Moda e Storia
L’estate è per una definizione non scritta la stagione delle frivolezze e degli orrori. Le frivolezze sono quelle che giungono direttamente dai rotocalchi che sempre meno affollano le spiagge italiane – ma una geografia più sconclusionata, imprevedibile e, in definitiva, più complessa prende il posto di quelle vecchie e care riviste di gossip, come vecchia e cara è una zia che ci portava al mare in luglio, prima delle vacanze in agosto coi genitori – mentre gli orrori provengono direttamente dalle nostre infanzie di Notte Horror, il martedì sera su una televisione privata della quale non farò il nome perché… perché.

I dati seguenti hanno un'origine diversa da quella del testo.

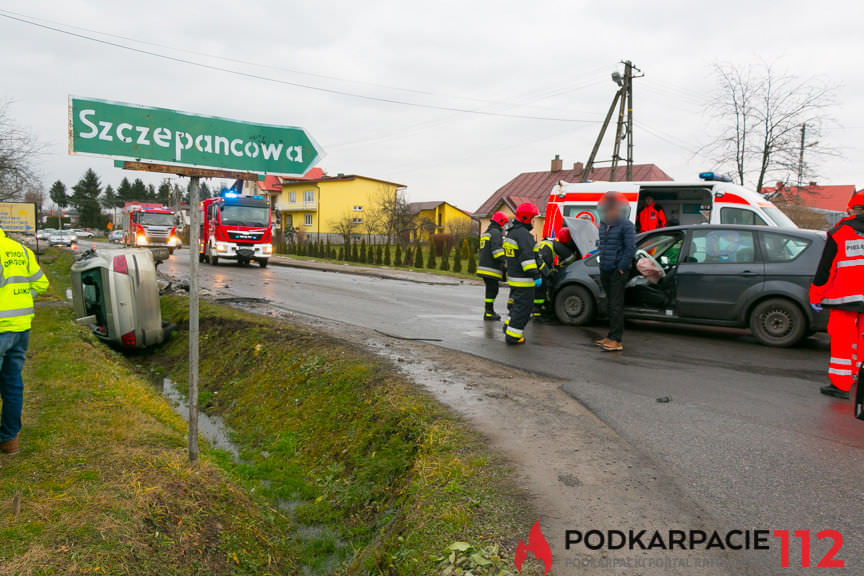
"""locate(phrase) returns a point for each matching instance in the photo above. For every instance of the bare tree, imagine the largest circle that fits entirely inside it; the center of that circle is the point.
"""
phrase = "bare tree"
(18, 148)
(397, 221)
(345, 227)
(761, 117)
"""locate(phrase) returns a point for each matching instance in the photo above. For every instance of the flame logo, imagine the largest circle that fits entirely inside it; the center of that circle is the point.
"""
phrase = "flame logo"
(538, 545)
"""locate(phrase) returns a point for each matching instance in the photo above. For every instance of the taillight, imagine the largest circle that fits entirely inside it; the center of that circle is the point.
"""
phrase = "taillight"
(129, 339)
(121, 266)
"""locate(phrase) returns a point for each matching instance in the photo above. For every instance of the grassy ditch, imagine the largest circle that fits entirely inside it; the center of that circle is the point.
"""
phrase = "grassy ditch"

Perciò non è fuori di cervello parlare di abiti e moda, alta moda, nel senso di alta cultura modaiola, di moda e cultura che si legano insieme. C’è un paradosso divertente, come tutti i paradossi, ed è il seguente: la moda è quanto di più transitorio esista; ciò che la stagione premia nella prossima stagione sarà evaporato come pulviscolo. E se però si adoperano i libri come abiti alla moda – com’è venuto in mente all’artista Carrie Schumacher – di cosa stiamo parlando? Sempre di moda transitoria?
I libri sono fatti, almeno nei casi migliori, per restare, per imprimersi nella memoria e nella Storia. Sarebbe impensabile destinare Dostoevskij alle bizze di un anticiclone o anche il ben più popolare Dumas ai vezzi di un vernissage. Eppure la cara Carrie (spero non si infastidisca se la chiamo così) non si preoccupa troppo: lei cuce e veste, taglia e immagina. Le pagine dei libri diventano le falde di gonne e corpetti e abiti e coprispalle (anche perché non necessariamente le “stoffe” sono degli emeriti russi o di qualche poeta trascendentale). E che strane creature emergono da queste ibridazioni: vestiti dai grandi piumaggi, abiti lunghi che sembrano il sogno di una divinità pagana, la metamorfosi di un dio capriccioso. Ma anche queste, forse, sono bizzarrie dell’estate. Dove dietro la frivolezza si nasconde l’orrore.